= Nabanoor =

Bengali literary magazine

Nabanoor was a monthly Bengali literary magazine published from Kolkata. It was a progressive magazine that encouraged contribution by both male and female authors.

==History==
Nabanoor was a monthly magazine which started publication in 1903 in Kolkata, Bengal Presidency, British India. The first editor of the magazine was Syed Emdad Ali. The magazine wanted to encourage literary traditions in the Bengali Muslim community. Notable contributors to the magazine included Qazi Imdadul Haq and Taslimuddin Ahmad. It continued to publish till December 1906 when it was closed down.

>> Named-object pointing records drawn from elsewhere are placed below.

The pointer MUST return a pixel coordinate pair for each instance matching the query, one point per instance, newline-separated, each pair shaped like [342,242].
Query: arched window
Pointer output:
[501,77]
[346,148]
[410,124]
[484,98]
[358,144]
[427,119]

The magazine wrote on issues affecting the Muslim community. It also included articles by Muslim women and Bengali Hindus. Begum Rokeya started her literary career by writing for this magazine.

According to Leela Fernandes in the book Routledge Handbook of Gender in South Asia, articles published in the Nabanoor showed a growing divide between the Muslim Bengali and Hindu Bengali community. The two communities accused each other of being against women empowerment. Begum Rokeya published a number of articles on women empowerment in the magazine. Her article Amader Oboniti (our downfall) in 1904 which described jewelry as symbols of enslavement. Her article drew widespread criticism of Muslim men and women.